How to tag log files in filebeat for logstash ingestion?

If I have several different log files in a directory, and I'm wanting to forward them to logstash for grok'ing and buffering, and then to downstream Elasticsearch.

As the files are coming out of Filebeat, how do I tag them with something so that logstash knows which filter to apply?

So if I have:

paths:
       - /path/to/logs/access.log
       - /path/to/other/logs/errors.log

What do I do with the beats input within logstash that allows me to send the right logs to the right grok filter?

3 Likes

You can add custom fields to the events that you can then use to conditional filtering in Logstash.

You can define multiple prospectors in the Filebeat configuration. So group the files that need the same processing under the same prospector so that the same custom fields are added.

1 Like

So to do this, I would need to define multiple prospectors?

I was really hoping that I could define the paths, and then be able to use some sort of macro/variable within the fields variable. So something like:

paths:

  • /path/to/logs/access.log
  • /path/to/other/logs/errors.log
    fields: %{filename}

Where the field coming across the wire for each beat would be 'access.log' and 'errors.log'.

If you want to apply conditional filtering based on the filename then use the source field.

Would the alternative (the custom fields method you suggested, using multiple prospectors) look something like this?

filebeat:
    prospectors:
      -
         paths:
             - /path/to/logs/access.log
         fields:  {log_type: access}
      - 
         paths:
             - /path/to/other/logs/errors.log
         fields: {log_type: errors}

If so, what are the options on the logstash side for setting the field type in the 'input' for beats, so that I can tag appropriately, so that my filter easily directs each message to the appropriate grok (I'm still learning about the macros available)?

I could see wanting do say something like:

input {
    beats {
        port => 5044
        type => %{log_type}
    }
}

Thanks for your help, by the way. I haven't been able to find any explicit examples on how to handle sending messages from beats to logstash, where logstash will handle the grok and parsing into JSON for downstream Elastic.

Digging deeper, it seems like I should be able to say:

type => "%{[@metadata][log_type]}"

or would it be

type =>"%{[log_type]}"

Or if I were trying to use the source field, using:

type => "%{[@metadata][source]}"

Does that look right? Is that how I would access a field within logstash, so that I can appropriately type the data within the input?
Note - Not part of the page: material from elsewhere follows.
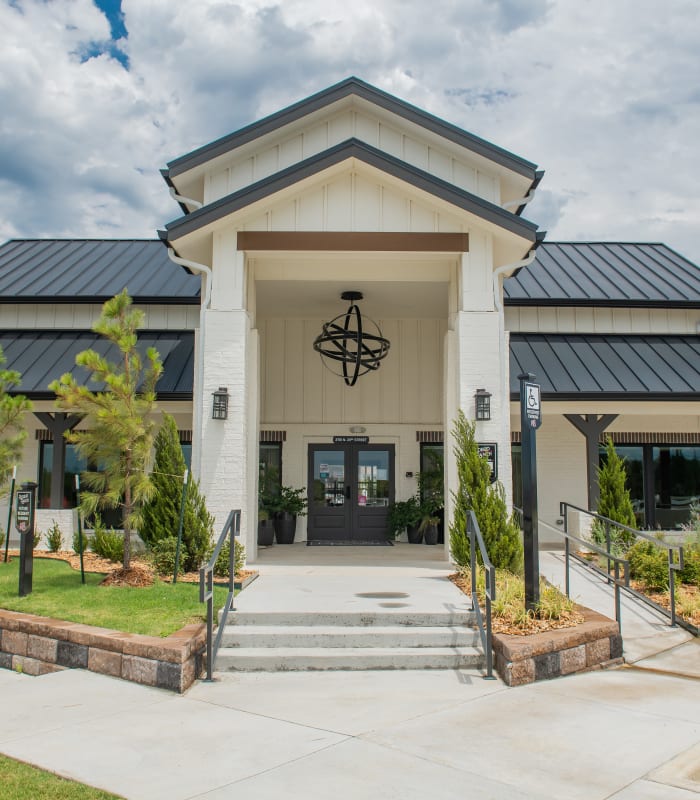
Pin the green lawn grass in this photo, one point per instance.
(157, 610)
(20, 781)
The first part is correct on its own, but you may want to change it based on how you intend to write your Logstash config.
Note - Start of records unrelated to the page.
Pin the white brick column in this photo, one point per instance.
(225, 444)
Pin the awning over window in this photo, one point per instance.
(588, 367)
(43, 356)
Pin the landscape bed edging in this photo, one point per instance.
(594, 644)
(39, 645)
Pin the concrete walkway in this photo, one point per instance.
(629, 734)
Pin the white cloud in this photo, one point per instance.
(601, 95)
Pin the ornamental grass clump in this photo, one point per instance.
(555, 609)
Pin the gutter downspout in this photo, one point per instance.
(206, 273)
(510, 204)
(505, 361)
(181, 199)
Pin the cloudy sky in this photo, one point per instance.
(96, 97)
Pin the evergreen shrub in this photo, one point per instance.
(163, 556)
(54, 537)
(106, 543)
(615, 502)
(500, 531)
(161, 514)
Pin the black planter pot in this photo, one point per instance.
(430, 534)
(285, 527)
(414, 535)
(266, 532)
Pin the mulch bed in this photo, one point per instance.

The second part won't work. You cannot override the type field once it's set. This is documented here. If you want to change the type then set document_type: access in your Filebeat configuration.

Here's an example Logstash config based on the Filebeat config you gave:

Filebeat:

filebeat:
  prospectors:
    - paths:
        - /path/to/logs/access.log
      fields:  {log_type: access}
    -   
      paths:
        - /path/to/other/logs/errors.log
      fields: {log_type: errors}

Logstash:

input {
  beats {
    port => 5044
  }
}

filter {
  if [fields][log_type] == "access" {
    mutate {
      add_field => { "foo" => "var" }
    }
  }
}

output {
  stdout { codec => rubydebug{} }
}
4 Likes

Thank you so much. That will work!

I'm guessing this is related to the {dynamic_type} in the template file? Is there no way to dynamically set that type based upon the file input? Would I need to create a separate mapping for each of the different log types, identify those mappings in the yml file, and then do it that way?

In the end, with what you've shown me, I don't think it matters much. As long as I can quickly filter and grok based upon the incoming message type, then I'm fine. I'm just trying to learn a little more about how filebeat works at this point.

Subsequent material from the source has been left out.